Unstrung
Page 27
Memorizing musical notes is what I do; I have the same ability when it comes to numbers. The sixth floor and room 644 are stuck to my brain like a G clef on a stave. I don’t think; I don’t waver as the elevator floors click by. Then I don’t even knock. I pound. On the second round of fist beating, a woman at the end of the hall pops her head out. I had no idea women still actually wore curlers to bed. There’s a full-on flash of memory of my mother in curlers. “Olivia,” she said from the edge of my bedroom, her hair in torturous rubber knots. “Time must move faster in your room. That’s hardly two hours of practice . . .”
I blink at the woman staring me down now; surely she has stumbled upon a nasty husband-and-wife rift. She has, just not the correct husband and wife. I narrow my eyes. She retreats, though I suspect she will call the front desk if the disruption continues. The police may arrive. I could be arrested—again. Fuck. In addition to everything else, I suppose I’ve lost my legal counsel.
Sam opens the door. I’m safe.
His sleepy face jolts to wide awake. “Liv . . .” The door opens wider and I spill inside, my heels snagging on the carpet, my dress whooshing past him. “I’m guessing Cinderella had a shitty time at the ball.”
Anger bubbles. I consider taking off one shoe—decidedly not glass—and beating the shit out of him with it. If assigning blame to the taut threads of this moment, a number of strands can be traced back to Sam Nash. I glance from a mirror to him. On the other hand, while Sam is accountable, he’s not the one hanging onto one hell of a secret. I banish all thoughts of Theo. In doing so, I lower the mental shoe. In the meantime, Sam grabs at a bleeding arm. “What the hell happened to you?”
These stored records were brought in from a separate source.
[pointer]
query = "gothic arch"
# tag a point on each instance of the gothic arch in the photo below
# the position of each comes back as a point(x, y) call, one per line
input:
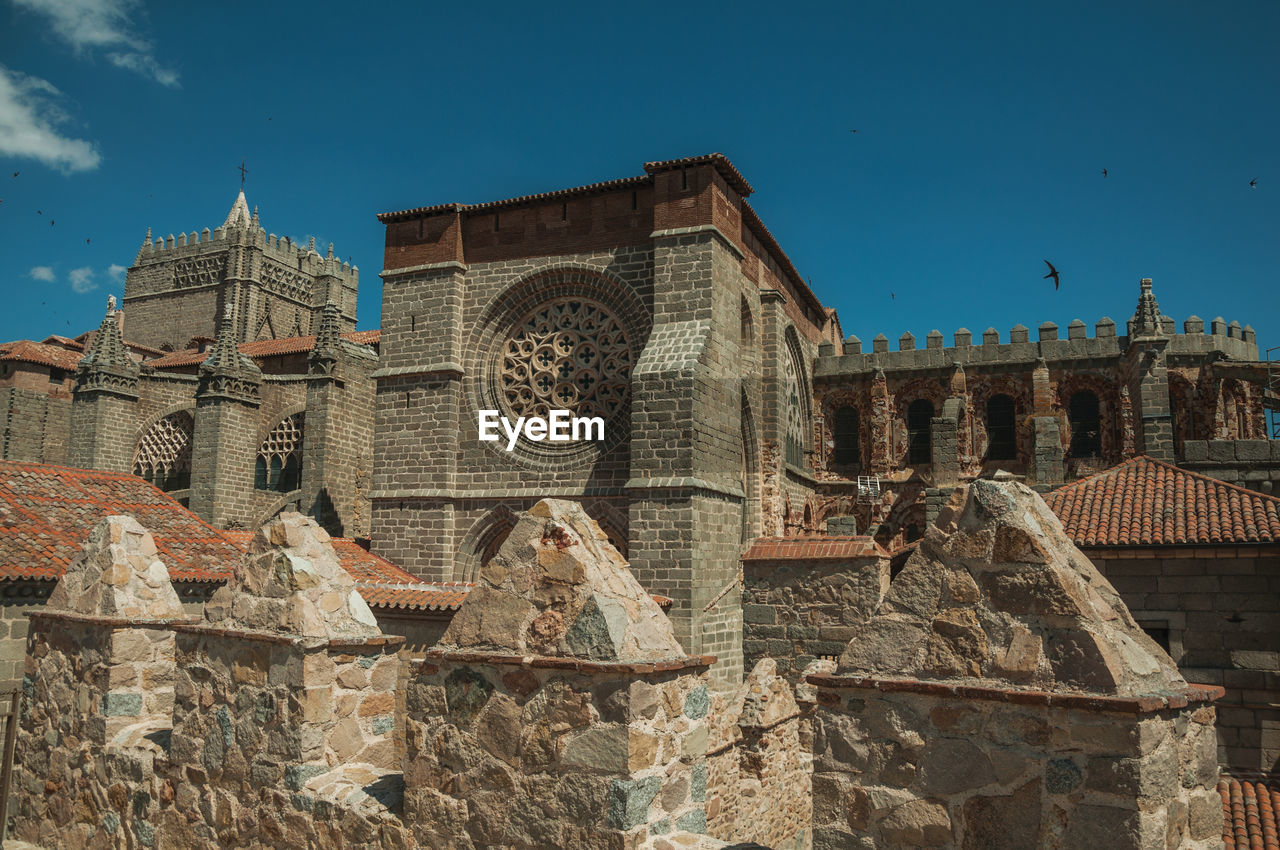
point(161, 451)
point(832, 402)
point(481, 542)
point(750, 474)
point(796, 401)
point(1109, 410)
point(279, 455)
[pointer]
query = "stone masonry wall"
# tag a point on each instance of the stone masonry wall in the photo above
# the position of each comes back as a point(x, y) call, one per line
point(1220, 607)
point(946, 769)
point(551, 753)
point(758, 768)
point(798, 609)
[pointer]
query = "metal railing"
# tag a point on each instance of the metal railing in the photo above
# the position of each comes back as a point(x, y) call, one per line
point(10, 712)
point(1271, 393)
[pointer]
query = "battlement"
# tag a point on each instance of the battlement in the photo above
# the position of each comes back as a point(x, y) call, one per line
point(1229, 339)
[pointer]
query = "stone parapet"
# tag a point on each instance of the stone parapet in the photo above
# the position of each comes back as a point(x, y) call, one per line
point(510, 750)
point(923, 768)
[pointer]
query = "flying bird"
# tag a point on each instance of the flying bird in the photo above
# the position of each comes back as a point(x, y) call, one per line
point(1052, 273)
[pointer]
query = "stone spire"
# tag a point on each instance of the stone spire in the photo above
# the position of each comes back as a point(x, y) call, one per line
point(108, 365)
point(1146, 318)
point(227, 371)
point(324, 355)
point(238, 218)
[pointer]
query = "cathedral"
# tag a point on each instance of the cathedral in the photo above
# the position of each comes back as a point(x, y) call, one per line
point(735, 410)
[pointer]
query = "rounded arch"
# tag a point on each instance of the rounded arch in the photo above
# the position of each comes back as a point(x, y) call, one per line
point(612, 521)
point(481, 542)
point(161, 453)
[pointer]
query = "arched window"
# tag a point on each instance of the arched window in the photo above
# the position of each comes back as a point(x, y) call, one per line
point(163, 456)
point(1001, 428)
point(279, 458)
point(1086, 425)
point(844, 430)
point(918, 439)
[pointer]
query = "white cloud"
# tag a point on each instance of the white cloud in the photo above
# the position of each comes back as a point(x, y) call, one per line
point(82, 279)
point(86, 24)
point(28, 126)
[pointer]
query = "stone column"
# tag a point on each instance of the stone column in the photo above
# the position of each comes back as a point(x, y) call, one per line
point(558, 709)
point(105, 396)
point(1004, 698)
point(337, 453)
point(224, 441)
point(100, 677)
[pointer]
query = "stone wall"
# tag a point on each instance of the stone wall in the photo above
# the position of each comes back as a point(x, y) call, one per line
point(803, 598)
point(1249, 464)
point(956, 767)
point(758, 764)
point(1219, 608)
point(1004, 697)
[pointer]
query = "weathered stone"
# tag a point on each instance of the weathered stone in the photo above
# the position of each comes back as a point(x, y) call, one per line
point(630, 800)
point(1004, 822)
point(918, 823)
point(557, 586)
point(118, 574)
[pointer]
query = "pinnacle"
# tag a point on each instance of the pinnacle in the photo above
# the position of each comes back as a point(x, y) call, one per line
point(240, 216)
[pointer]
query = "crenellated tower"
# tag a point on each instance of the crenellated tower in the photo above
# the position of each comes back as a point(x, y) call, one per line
point(181, 288)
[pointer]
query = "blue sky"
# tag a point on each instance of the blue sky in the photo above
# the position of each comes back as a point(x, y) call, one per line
point(982, 133)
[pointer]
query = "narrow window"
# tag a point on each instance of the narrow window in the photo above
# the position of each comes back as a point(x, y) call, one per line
point(845, 433)
point(1001, 429)
point(918, 439)
point(1086, 428)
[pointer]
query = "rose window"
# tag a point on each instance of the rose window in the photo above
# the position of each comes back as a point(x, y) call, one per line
point(567, 355)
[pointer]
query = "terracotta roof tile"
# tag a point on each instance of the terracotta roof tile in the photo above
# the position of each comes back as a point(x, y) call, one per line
point(39, 352)
point(447, 595)
point(46, 512)
point(1148, 502)
point(1251, 813)
point(823, 548)
point(263, 348)
point(360, 562)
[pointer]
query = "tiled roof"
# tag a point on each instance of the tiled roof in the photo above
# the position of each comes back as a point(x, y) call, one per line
point(46, 512)
point(447, 595)
point(1251, 813)
point(37, 352)
point(1148, 502)
point(360, 562)
point(263, 348)
point(824, 548)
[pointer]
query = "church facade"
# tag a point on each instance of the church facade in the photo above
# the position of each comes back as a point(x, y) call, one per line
point(732, 405)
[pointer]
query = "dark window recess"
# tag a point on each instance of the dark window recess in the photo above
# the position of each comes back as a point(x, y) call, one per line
point(1159, 633)
point(1086, 425)
point(918, 439)
point(845, 432)
point(1001, 429)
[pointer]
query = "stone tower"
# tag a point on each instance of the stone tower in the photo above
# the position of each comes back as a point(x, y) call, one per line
point(179, 289)
point(106, 391)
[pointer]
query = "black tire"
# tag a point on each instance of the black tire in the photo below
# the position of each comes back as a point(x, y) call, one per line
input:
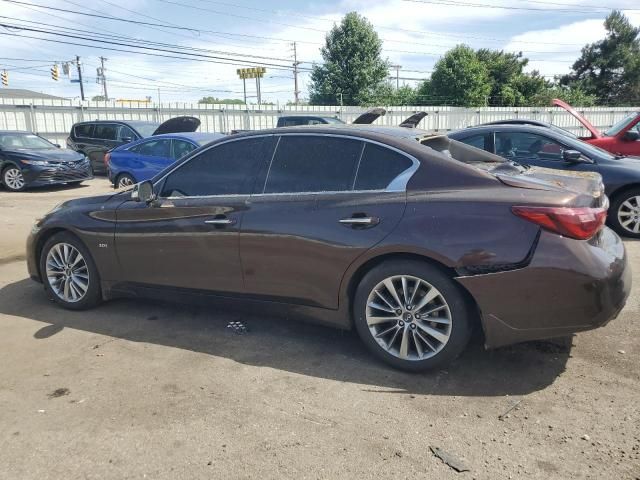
point(93, 294)
point(618, 203)
point(121, 180)
point(459, 315)
point(9, 178)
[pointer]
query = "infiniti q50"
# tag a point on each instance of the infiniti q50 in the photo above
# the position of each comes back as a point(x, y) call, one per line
point(413, 240)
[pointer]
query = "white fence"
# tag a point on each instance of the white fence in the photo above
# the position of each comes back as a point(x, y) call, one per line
point(53, 118)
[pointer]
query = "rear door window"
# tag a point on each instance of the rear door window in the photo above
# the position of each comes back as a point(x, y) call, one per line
point(84, 130)
point(106, 131)
point(379, 167)
point(154, 148)
point(313, 163)
point(226, 169)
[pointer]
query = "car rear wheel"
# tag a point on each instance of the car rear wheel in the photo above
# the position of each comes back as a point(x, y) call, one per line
point(411, 315)
point(624, 213)
point(125, 180)
point(13, 179)
point(68, 272)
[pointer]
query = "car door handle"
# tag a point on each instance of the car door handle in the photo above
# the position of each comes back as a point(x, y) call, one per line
point(360, 221)
point(220, 221)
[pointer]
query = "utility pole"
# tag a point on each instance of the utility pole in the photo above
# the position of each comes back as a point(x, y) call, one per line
point(296, 92)
point(78, 64)
point(104, 78)
point(397, 67)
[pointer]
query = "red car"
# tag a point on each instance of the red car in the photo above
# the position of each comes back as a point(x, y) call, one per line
point(621, 139)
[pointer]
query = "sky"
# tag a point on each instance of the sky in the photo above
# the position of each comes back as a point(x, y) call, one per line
point(222, 36)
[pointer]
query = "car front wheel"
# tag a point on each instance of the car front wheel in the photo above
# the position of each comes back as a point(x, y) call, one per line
point(624, 213)
point(411, 315)
point(68, 272)
point(13, 179)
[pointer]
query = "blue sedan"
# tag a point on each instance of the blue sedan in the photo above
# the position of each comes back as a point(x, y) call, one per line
point(143, 159)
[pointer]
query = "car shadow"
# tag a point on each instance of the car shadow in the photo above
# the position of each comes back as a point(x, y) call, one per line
point(291, 346)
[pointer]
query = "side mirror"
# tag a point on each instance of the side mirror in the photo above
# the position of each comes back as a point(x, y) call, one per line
point(143, 192)
point(572, 156)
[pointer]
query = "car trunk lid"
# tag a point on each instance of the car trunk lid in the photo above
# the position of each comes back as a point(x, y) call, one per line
point(587, 186)
point(595, 133)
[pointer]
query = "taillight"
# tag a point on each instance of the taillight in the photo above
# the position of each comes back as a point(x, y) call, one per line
point(580, 223)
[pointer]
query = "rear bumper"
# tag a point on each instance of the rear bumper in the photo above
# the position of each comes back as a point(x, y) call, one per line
point(569, 286)
point(54, 174)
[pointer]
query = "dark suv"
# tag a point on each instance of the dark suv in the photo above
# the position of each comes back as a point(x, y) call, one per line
point(96, 138)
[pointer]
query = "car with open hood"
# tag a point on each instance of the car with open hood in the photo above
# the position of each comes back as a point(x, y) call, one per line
point(28, 160)
point(95, 138)
point(410, 239)
point(623, 138)
point(544, 147)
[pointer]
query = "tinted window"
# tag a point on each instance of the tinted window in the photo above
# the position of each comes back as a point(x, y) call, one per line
point(521, 146)
point(379, 167)
point(478, 141)
point(154, 148)
point(106, 131)
point(227, 169)
point(125, 132)
point(181, 148)
point(85, 130)
point(313, 164)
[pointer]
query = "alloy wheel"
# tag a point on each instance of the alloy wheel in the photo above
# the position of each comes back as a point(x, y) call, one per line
point(408, 317)
point(125, 181)
point(629, 214)
point(13, 178)
point(67, 272)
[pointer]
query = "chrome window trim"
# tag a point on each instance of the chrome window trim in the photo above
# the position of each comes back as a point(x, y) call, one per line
point(399, 184)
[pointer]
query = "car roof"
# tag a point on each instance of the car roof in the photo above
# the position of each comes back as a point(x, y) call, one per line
point(195, 136)
point(345, 129)
point(126, 122)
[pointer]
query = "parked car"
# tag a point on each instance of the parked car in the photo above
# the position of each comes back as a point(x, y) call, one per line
point(410, 239)
point(137, 161)
point(545, 148)
point(94, 139)
point(28, 160)
point(621, 139)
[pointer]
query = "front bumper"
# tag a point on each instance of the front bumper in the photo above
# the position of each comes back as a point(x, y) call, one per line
point(569, 286)
point(37, 176)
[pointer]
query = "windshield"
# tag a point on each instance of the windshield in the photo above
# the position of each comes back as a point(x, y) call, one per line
point(146, 129)
point(24, 141)
point(618, 127)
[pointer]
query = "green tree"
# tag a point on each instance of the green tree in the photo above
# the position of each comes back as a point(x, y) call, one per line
point(222, 101)
point(610, 68)
point(459, 78)
point(353, 71)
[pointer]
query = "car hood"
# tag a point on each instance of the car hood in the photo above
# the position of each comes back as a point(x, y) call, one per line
point(178, 125)
point(53, 155)
point(593, 130)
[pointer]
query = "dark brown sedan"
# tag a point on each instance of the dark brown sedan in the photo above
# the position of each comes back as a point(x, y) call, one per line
point(413, 240)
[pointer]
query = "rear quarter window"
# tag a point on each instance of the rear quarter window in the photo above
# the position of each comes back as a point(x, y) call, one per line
point(379, 167)
point(85, 130)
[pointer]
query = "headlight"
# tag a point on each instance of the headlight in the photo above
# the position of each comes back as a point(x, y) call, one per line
point(35, 162)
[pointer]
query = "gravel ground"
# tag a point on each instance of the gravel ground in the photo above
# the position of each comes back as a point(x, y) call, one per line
point(137, 389)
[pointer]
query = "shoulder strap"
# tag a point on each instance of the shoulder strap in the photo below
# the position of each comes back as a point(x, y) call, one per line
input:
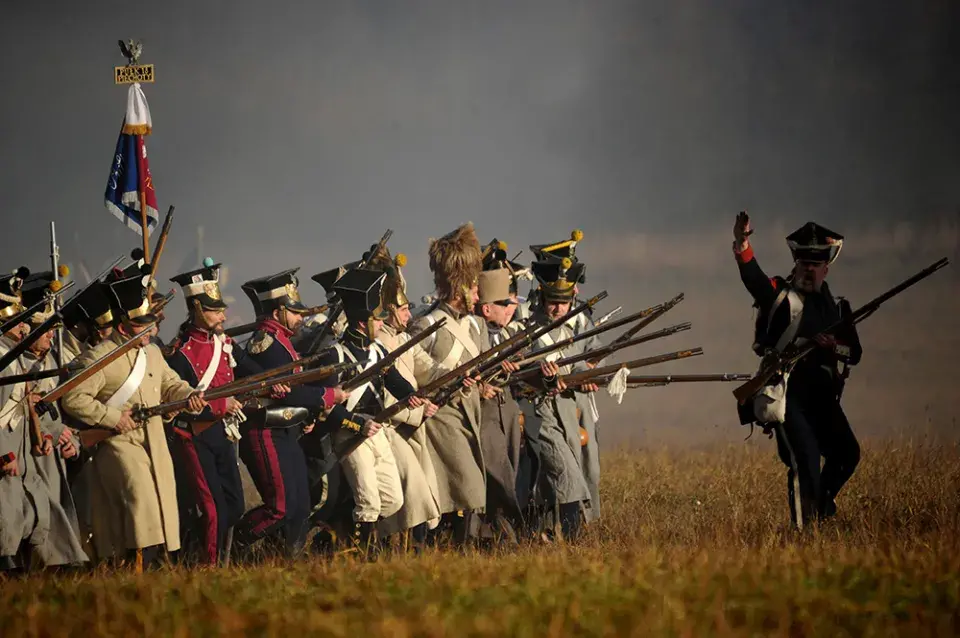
point(212, 366)
point(134, 379)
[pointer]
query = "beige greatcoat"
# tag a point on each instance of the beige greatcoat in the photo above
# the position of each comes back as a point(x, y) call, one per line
point(134, 495)
point(417, 475)
point(453, 434)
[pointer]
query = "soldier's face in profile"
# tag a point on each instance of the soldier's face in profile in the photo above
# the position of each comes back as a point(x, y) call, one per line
point(401, 316)
point(556, 309)
point(808, 276)
point(42, 345)
point(212, 320)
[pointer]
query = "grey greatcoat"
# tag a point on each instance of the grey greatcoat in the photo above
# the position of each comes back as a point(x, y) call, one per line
point(559, 436)
point(31, 504)
point(453, 434)
point(501, 433)
point(417, 475)
point(134, 498)
point(586, 403)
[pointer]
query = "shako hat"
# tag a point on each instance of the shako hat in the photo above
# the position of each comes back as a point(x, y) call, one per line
point(557, 278)
point(329, 277)
point(558, 250)
point(394, 289)
point(10, 296)
point(202, 286)
point(495, 287)
point(360, 291)
point(813, 242)
point(275, 291)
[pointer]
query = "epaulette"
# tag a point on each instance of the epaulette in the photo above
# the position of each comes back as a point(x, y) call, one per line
point(259, 342)
point(170, 350)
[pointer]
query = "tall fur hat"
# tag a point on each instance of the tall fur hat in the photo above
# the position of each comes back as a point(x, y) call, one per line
point(394, 290)
point(456, 261)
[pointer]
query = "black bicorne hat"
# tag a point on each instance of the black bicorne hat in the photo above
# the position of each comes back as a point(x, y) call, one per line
point(10, 296)
point(276, 291)
point(558, 250)
point(359, 290)
point(557, 278)
point(813, 242)
point(328, 278)
point(202, 286)
point(37, 287)
point(92, 305)
point(129, 299)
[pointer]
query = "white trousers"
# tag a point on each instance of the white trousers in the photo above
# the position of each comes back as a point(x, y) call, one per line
point(371, 471)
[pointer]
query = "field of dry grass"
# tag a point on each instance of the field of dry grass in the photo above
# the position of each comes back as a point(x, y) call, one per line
point(691, 543)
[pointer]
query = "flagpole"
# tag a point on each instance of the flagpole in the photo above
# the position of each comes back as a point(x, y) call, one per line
point(55, 262)
point(144, 226)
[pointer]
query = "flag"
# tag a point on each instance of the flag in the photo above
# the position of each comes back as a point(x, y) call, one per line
point(130, 172)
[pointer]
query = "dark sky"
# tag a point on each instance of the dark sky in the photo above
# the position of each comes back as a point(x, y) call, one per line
point(295, 133)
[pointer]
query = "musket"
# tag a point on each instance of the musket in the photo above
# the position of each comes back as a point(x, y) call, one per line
point(607, 317)
point(95, 434)
point(236, 331)
point(27, 377)
point(338, 306)
point(387, 361)
point(352, 443)
point(46, 401)
point(596, 353)
point(162, 240)
point(646, 381)
point(643, 323)
point(777, 363)
point(55, 263)
point(489, 359)
point(587, 376)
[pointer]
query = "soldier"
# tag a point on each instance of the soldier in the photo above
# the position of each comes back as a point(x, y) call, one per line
point(501, 428)
point(814, 425)
point(453, 433)
point(270, 447)
point(32, 520)
point(586, 401)
point(563, 480)
point(134, 498)
point(88, 321)
point(204, 446)
point(40, 357)
point(420, 511)
point(371, 469)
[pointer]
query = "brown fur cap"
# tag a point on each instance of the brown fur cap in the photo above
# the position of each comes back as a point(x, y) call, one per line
point(456, 261)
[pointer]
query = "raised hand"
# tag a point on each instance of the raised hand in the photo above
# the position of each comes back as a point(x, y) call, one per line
point(370, 428)
point(742, 230)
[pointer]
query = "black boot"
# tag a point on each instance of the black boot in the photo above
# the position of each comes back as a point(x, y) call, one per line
point(570, 523)
point(363, 539)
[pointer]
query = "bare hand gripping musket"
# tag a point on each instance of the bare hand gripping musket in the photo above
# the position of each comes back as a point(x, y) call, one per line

I bend my arm to look at a nasty scrape. My eyes meet his, and Sam’s fingers come forward. “I tripped coming into the hotel.”
“You’re sure?” he asks. I nod, assuming the liquor on my breath helps confirm this. He hustles into the bathroom and returns with a hand towel, shoveling in ice cubes from a bucket. I jerk away at first, but my cheek is throbbing. Ice is more rational than any other idea I dove into during in the past two hours. “How drunk are you?”
“Not enough to forget the past few hours.” I stare. Sam stares back. Unsteady emotion pumps through me. When Sam manned up to old regrets, he brought new what ifs into my already fragile marriage. I stand down. While Sam has fueled the Cinderella bitch moment, he did not cause it.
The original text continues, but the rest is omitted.